Nadie entendía cómo resistió la ceremonia, sentada en el asiento destinado al vicepresidente —un sitio vacío desde la muerte de Juan Hortensio Quijano antes de asumir—. Aguantó sonrisas, felicitaciones, aplausos que la envolvían como un murmullo interminable. Y todavía quedaba otro desafío: atravesar la ciudad en el Packard descapotable, desde el Congreso hasta la Casa Rosada.

Perón le aconsejó permanecer sentada. Ella, testaruda, quiso ir de pie. El esfuerzo era visible: le costaba levantar el brazo, el saludo se volvía un gesto lento, apenas un temblor en el aire. La multitud, sin embargo, veía otra cosa: veía a Evita, alzándose sobre su propia fragilidad como si todavía pudiera con todo.
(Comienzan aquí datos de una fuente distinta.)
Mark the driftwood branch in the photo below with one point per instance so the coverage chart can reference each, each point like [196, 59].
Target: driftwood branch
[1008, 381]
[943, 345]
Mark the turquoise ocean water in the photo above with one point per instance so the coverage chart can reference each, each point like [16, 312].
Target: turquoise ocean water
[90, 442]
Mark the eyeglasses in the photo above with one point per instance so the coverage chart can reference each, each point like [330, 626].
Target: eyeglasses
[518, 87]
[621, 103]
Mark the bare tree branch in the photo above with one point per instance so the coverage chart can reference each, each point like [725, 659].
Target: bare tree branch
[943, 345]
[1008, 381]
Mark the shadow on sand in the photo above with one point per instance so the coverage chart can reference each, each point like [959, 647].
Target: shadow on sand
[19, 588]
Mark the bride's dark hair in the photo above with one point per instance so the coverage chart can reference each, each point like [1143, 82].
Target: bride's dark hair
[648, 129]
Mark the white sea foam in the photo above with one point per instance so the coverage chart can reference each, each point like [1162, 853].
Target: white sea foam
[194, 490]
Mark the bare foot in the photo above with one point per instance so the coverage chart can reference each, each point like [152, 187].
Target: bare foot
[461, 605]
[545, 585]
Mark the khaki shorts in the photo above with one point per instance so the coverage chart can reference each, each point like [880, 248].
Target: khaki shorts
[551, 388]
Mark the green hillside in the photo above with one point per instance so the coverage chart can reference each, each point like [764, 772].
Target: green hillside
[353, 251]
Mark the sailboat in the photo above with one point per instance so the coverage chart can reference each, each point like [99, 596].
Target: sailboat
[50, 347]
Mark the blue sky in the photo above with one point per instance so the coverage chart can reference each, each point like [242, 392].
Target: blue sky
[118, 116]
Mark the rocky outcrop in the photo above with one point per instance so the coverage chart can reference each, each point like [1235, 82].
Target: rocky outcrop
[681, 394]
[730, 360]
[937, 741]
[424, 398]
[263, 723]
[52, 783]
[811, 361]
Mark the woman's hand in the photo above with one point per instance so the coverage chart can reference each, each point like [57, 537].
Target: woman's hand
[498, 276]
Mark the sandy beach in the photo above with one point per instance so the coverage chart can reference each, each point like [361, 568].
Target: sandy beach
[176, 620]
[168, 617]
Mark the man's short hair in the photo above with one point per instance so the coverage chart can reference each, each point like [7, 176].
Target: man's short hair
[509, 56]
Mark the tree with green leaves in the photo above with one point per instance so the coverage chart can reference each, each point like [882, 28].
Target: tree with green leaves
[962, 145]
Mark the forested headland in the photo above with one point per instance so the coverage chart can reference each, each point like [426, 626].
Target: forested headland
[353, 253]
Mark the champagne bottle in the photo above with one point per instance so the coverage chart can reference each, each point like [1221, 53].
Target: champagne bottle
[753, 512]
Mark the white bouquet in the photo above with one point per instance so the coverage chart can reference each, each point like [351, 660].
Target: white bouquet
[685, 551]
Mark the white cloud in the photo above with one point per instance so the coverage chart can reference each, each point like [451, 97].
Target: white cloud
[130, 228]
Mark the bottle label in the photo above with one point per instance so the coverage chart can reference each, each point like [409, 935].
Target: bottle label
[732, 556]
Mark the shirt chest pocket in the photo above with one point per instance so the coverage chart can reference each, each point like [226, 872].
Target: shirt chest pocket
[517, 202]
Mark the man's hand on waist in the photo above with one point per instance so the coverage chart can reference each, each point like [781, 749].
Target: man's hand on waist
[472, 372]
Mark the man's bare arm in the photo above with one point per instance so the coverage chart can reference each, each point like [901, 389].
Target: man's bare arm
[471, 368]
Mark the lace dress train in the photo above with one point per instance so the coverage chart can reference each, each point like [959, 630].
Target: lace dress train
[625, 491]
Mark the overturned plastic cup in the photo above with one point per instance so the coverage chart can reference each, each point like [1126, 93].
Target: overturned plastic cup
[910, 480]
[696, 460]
En la calle, en los balcones, la gente aclamaba. Y cuando el coche apareció, vieron a Perón tomándola de la cintura, sosteniéndola como quien protege un cristal. En el asiento trasero, ella apoyó la cabeza en el hombro de su marido, exhausta. Esa noche no hubo gala en el Teatro Colón. Al llegar a la residencia, susurró apenas: “Qué lindo es el pueblo”.

Cincuenta y dos días después, Eva Duarte de Perón moría.